After the perinatologist left, I got dressed slowly, my sobs ringing out in the empty room. My husband stood in front of the monitors, looking up at all of those still little pictures of the baby. The gray light shined on his face and his expression was unreadable. We slowly drove back to my mom's house, the car unnaturally quiet. "I just want to go home." my husband told me as we pulled into the driveway and I agreed. So we packed our things right away and drove the three hour trip back home in a hurry, completely shell-shocked.
That is how I first heard the news that my baby would be severely physically handicapped. Out of the blue, half naked on a cold ultrasound table, a hundred miles away from home, and from a complete stranger.
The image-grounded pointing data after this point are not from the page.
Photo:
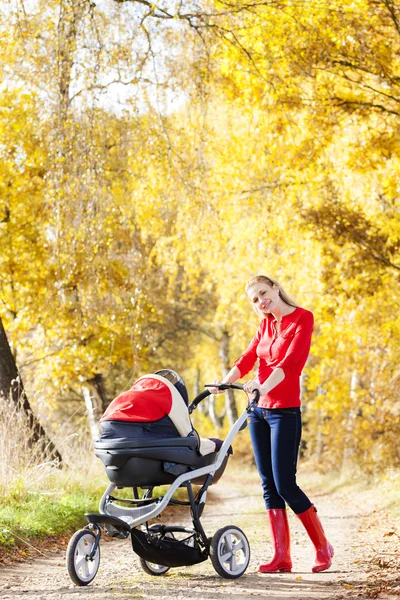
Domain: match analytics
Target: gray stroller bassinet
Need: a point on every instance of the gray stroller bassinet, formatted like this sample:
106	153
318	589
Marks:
145	464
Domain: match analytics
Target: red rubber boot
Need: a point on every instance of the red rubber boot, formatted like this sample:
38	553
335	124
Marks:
324	550
281	560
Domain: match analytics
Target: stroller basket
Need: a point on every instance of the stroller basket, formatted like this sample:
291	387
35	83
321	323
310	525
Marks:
164	549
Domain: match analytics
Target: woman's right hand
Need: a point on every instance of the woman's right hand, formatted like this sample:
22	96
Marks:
216	390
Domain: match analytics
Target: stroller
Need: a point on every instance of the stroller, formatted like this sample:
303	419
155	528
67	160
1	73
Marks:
161	461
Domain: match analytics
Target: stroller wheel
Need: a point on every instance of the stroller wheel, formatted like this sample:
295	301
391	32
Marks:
80	568
152	568
230	552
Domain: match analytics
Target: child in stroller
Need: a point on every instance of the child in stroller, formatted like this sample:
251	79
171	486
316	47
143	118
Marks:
147	441
156	406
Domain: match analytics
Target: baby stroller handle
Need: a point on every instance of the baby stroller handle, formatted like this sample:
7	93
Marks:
226	386
237	386
197	401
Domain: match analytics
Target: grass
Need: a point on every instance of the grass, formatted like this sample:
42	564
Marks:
38	499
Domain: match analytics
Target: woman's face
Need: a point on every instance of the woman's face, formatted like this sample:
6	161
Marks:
264	297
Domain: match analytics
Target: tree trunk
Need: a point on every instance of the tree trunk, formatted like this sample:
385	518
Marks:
90	410
97	382
231	407
11	386
217	420
203	406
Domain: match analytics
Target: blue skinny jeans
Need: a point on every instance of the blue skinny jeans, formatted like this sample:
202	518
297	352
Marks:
275	435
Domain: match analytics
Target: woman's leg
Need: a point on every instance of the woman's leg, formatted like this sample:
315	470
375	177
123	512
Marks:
276	509
285	441
285	427
261	440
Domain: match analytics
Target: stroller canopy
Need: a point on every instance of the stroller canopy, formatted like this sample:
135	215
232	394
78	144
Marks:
151	398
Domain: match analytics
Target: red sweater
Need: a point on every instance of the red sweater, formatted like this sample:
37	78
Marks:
287	350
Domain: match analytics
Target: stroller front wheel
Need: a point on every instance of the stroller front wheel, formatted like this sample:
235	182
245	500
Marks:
81	569
152	568
230	552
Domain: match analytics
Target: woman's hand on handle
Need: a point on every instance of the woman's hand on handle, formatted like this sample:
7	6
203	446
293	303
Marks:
251	386
216	390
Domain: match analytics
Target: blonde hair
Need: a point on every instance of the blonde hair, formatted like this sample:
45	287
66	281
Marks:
271	282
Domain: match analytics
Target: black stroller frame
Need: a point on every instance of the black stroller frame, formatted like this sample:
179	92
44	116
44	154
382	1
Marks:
147	464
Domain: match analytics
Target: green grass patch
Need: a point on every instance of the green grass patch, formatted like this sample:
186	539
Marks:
37	516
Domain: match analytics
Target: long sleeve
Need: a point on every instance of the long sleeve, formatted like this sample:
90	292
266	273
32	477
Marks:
296	354
249	357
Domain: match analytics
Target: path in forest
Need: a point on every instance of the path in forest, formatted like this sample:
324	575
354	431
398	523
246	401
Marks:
236	499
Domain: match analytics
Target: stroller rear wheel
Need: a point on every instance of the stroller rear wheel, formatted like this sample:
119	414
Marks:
230	552
152	568
80	567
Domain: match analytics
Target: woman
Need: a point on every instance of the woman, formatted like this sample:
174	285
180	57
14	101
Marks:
281	344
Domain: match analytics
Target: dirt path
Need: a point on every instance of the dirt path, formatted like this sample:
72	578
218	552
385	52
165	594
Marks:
232	501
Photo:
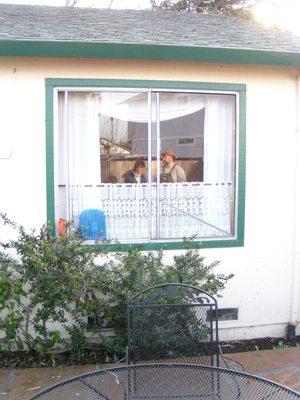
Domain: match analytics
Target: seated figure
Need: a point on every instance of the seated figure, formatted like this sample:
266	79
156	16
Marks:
137	174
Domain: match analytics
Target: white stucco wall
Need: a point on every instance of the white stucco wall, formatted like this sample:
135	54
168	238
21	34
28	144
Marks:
266	269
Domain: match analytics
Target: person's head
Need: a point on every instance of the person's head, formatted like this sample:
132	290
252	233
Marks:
168	157
139	167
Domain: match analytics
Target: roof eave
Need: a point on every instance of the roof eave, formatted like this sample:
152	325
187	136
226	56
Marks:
70	49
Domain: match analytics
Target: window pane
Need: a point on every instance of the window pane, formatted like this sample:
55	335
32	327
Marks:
147	165
196	194
107	163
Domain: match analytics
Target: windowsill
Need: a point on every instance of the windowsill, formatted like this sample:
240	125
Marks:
166	244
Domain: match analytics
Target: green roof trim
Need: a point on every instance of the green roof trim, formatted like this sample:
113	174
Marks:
30	48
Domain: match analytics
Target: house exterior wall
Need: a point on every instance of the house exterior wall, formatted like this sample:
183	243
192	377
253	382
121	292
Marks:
265	286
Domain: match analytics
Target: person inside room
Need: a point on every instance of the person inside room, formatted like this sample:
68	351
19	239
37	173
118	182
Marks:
137	174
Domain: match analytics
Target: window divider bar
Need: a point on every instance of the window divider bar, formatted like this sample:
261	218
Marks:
66	135
149	165
158	144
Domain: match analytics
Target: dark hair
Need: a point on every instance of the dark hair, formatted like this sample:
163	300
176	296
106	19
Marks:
139	164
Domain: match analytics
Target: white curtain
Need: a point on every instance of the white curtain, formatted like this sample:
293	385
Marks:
218	138
83	137
134	107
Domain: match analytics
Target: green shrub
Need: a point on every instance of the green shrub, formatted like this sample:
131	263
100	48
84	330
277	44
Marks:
50	285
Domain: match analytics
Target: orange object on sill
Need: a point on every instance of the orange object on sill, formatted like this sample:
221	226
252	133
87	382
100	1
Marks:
62	227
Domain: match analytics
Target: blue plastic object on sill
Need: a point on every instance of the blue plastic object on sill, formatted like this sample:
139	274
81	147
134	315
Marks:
92	224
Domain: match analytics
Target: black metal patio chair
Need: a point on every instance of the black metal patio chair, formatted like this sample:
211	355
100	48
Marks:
174	323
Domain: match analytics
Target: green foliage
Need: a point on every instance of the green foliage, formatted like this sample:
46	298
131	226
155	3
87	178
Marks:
53	285
240	8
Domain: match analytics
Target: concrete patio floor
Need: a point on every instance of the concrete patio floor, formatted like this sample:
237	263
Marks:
282	366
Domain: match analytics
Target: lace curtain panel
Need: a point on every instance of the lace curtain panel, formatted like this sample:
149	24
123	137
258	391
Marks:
183	209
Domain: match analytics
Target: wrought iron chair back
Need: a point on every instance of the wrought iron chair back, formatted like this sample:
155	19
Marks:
173	323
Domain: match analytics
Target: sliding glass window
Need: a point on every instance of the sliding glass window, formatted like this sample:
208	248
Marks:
147	165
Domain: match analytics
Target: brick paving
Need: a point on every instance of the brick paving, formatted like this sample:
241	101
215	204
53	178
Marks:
282	366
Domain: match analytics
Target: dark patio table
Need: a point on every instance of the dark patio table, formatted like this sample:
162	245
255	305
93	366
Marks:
166	382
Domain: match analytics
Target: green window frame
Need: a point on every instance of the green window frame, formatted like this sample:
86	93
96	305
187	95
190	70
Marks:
240	89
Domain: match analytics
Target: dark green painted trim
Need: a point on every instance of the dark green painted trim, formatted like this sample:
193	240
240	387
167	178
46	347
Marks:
123	83
33	48
50	158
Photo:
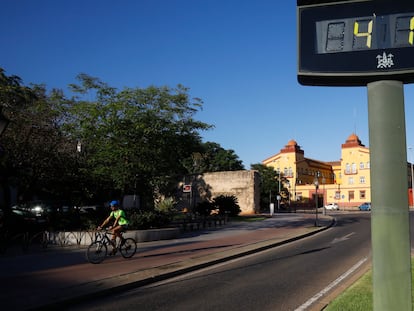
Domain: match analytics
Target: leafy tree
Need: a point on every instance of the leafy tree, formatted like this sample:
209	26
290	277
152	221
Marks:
36	153
269	184
135	136
213	158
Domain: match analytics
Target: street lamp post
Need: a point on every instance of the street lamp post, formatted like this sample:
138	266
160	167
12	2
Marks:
316	183
323	193
3	122
412	177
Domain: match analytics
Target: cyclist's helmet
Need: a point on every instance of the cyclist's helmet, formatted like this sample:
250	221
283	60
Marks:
114	203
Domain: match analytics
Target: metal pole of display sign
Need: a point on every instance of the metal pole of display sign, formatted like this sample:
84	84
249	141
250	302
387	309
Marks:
390	228
371	43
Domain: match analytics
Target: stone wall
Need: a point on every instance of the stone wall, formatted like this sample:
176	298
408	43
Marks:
245	185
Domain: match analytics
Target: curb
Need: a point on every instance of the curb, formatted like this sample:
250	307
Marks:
133	280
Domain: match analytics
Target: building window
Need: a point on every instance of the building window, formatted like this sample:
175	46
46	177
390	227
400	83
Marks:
337	195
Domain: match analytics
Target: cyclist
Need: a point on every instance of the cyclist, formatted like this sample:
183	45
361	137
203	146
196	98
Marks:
120	223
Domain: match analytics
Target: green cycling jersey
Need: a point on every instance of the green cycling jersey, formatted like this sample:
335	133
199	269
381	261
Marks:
122	217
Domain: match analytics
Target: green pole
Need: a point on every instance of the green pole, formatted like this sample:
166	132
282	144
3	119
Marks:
390	229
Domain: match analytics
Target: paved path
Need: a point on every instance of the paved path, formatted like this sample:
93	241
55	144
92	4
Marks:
47	279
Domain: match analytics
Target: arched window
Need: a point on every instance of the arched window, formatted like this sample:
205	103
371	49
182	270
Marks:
353	168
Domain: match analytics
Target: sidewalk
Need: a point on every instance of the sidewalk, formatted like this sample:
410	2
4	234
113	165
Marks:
53	277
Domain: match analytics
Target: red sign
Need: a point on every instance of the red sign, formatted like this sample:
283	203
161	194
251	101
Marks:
187	188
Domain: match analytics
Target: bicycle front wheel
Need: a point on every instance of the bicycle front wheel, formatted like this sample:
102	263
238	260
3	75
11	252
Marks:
128	248
96	252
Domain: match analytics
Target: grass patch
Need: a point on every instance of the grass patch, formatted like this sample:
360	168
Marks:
358	297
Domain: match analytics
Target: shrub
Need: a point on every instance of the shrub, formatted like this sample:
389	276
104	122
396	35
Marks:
147	220
227	204
204	208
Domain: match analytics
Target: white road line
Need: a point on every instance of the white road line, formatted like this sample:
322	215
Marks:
315	298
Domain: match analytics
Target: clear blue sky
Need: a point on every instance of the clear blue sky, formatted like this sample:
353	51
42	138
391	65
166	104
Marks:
238	56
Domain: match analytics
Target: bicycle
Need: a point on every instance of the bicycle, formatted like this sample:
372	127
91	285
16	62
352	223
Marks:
98	249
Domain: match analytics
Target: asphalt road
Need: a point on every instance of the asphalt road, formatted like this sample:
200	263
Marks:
283	278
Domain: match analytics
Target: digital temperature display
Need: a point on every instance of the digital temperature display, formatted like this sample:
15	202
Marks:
355	42
365	33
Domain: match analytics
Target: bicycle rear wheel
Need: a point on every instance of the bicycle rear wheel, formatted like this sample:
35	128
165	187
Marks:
128	248
96	252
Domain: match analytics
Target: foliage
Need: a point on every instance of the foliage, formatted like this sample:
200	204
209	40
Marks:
213	158
37	155
135	134
166	206
227	204
204	208
102	142
148	219
269	184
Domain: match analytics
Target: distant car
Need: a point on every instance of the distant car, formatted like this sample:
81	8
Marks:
365	206
332	206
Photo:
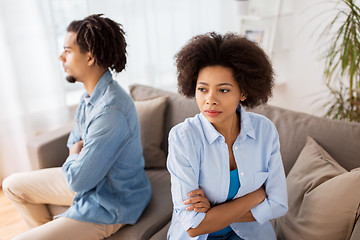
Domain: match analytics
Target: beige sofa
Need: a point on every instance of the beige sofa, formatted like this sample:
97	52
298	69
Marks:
309	182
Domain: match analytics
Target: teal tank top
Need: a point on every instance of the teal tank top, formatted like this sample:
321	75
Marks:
233	189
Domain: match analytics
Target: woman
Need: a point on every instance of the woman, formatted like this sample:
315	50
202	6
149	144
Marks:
227	176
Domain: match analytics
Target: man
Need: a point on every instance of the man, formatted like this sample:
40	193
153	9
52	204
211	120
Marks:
103	179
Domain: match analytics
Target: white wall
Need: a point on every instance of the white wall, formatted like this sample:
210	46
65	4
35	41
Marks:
302	67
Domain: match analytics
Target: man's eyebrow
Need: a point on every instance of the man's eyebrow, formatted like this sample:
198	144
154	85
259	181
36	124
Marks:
224	84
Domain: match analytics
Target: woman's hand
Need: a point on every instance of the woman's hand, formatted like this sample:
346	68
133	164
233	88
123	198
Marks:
199	201
77	147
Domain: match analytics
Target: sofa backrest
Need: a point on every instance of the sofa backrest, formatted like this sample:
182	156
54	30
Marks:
340	139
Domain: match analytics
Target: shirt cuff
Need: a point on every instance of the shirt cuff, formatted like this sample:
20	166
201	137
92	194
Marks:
190	219
262	212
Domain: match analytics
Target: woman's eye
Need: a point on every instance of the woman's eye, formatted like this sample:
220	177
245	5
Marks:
224	90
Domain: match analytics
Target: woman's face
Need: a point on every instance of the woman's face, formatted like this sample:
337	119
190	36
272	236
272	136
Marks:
218	95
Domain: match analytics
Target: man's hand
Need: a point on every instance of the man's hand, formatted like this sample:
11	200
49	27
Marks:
199	201
77	147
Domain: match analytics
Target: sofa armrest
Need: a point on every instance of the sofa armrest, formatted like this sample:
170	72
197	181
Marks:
356	231
49	149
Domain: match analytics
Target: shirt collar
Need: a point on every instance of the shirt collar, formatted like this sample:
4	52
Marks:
100	87
247	129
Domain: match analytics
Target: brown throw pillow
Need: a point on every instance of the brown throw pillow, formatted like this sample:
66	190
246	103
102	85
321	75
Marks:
323	197
151	118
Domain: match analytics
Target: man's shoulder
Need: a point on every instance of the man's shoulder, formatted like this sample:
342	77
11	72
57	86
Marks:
116	98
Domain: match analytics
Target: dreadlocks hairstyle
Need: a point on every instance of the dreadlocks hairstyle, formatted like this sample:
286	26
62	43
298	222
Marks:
250	65
103	38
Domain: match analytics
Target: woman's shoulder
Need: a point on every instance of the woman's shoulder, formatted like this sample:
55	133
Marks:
188	128
260	121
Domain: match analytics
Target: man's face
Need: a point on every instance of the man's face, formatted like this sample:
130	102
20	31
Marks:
75	63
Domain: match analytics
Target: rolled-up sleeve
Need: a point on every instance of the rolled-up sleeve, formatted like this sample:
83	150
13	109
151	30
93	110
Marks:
184	171
276	203
105	137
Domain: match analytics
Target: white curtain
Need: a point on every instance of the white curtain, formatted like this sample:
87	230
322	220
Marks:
33	93
30	83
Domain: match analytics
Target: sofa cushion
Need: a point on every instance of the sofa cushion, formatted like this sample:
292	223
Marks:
178	107
323	197
156	215
339	138
151	118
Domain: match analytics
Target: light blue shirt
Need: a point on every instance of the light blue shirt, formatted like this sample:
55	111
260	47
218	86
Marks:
199	158
108	175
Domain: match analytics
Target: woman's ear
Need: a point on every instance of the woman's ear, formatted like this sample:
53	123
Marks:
91	59
243	97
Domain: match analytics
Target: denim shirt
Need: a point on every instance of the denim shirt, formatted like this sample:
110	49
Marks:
108	175
199	158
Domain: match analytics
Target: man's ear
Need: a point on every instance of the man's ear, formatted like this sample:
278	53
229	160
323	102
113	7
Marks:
91	59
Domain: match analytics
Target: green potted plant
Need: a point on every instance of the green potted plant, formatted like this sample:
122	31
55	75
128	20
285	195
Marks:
342	63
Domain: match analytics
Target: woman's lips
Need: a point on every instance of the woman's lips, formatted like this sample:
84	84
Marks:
212	113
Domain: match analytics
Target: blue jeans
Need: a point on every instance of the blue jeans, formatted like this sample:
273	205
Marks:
229	236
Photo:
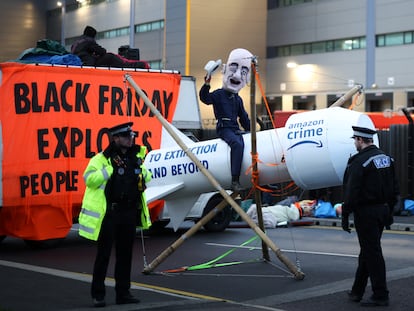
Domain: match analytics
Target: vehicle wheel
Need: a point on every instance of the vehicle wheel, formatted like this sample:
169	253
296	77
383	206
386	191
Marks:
44	244
222	219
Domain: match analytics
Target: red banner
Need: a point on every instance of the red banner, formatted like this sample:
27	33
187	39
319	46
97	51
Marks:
53	120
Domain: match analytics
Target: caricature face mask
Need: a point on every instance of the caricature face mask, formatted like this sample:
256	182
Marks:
236	73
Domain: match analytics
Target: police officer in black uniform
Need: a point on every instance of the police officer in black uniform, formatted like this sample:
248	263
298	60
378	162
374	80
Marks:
370	193
123	193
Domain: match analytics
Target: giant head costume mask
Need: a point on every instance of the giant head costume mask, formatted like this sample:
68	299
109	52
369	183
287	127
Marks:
236	73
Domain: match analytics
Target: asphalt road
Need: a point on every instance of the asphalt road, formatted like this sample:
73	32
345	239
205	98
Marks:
219	271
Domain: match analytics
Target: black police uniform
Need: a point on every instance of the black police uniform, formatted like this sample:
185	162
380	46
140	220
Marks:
119	224
370	192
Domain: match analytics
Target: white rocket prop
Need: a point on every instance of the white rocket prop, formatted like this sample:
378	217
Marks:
312	150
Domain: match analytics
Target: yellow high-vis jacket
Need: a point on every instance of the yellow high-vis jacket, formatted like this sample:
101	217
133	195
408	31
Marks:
94	204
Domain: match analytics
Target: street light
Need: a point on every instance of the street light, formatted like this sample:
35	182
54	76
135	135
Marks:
62	5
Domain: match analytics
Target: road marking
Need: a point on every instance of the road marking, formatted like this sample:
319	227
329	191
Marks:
83	277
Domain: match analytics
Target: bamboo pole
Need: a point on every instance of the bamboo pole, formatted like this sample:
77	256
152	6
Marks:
253	136
171	249
299	275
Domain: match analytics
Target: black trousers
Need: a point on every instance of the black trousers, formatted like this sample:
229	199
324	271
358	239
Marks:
236	143
369	225
122	234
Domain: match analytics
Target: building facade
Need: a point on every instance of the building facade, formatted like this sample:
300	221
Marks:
331	45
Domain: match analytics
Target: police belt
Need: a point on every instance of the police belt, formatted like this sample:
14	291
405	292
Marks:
369	205
126	204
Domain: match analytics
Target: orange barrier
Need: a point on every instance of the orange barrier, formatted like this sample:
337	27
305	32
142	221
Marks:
53	120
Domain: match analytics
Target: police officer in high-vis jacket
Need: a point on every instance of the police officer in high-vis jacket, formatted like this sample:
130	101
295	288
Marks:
113	206
370	193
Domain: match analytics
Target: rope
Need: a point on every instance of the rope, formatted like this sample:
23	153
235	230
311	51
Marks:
213	263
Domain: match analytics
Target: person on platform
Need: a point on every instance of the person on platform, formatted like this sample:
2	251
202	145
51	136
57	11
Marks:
370	192
113	206
92	54
229	109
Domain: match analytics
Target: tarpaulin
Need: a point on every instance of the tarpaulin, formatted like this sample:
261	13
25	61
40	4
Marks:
53	120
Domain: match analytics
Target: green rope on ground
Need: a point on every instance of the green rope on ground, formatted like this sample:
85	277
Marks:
213	263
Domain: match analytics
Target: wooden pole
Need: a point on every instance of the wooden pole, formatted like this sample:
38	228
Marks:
299	275
171	249
257	192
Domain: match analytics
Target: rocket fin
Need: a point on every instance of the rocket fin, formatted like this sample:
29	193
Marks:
159	192
178	208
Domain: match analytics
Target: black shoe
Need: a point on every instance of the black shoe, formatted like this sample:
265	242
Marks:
354	297
126	299
375	302
236	187
99	303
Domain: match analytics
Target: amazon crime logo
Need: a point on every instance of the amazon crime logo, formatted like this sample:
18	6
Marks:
306	132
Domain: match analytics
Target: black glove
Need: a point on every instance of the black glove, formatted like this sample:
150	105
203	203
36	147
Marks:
389	220
110	150
345	223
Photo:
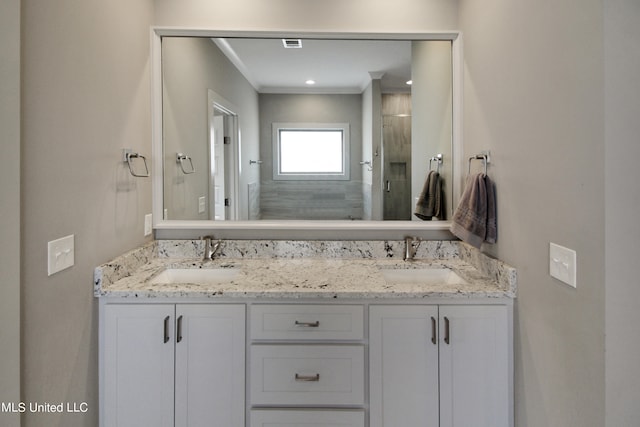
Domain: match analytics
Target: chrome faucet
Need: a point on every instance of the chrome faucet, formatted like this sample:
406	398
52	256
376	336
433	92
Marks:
210	248
411	245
Friends and family asked me "why didn't your doctor say something to you about it before you saw the perinatologist?" I have to admit that for a few weeks I was furious with my OB doctor. A little warning would have been nice. At my next appointment with him, he asked me "how did the visit with the perinatologist go?" "It was a fucking nightmare. That's how it went." I told him. Then I explained to him what the perinatologist had said about the baby's limb deformities. He looked totally surprised as he began flipping through his chart, scanning the notes in a rush. He acted just as shocked by the news as we were. I'm sorry, but I don't believe that he didn't know about it before then. He is a sharp guy and a very thorough experienced doctor. He must have wrote about it in his notes or said something to the perinatologist. Otherwise, how would the perinatologist have even known to look for it in the first place?
However, I can understand why he didn't say something about it to us first. As a nurse, I know that, in general, the medical community loathes giving bad news. We see the cat scan that says our patient is filled with cancer before the doctor does. We know that a patient is too sick to leave the hospital alive before that patient's family does. But it's not our job to say anything. The doctor or the specialist will have to tell them, because we definitely don't want to be the one to deliver that message. It's someone elses job, not ours Maybe my doctor just didn't have the heart to tell us about our baby. It was probably easier not to say anything and let the perinatologist do it.
Well, that's it. That's the story about how we learned to expect the unexpected. Coping with it, however, was a completely different matter. Something I will have to tell about in a different post.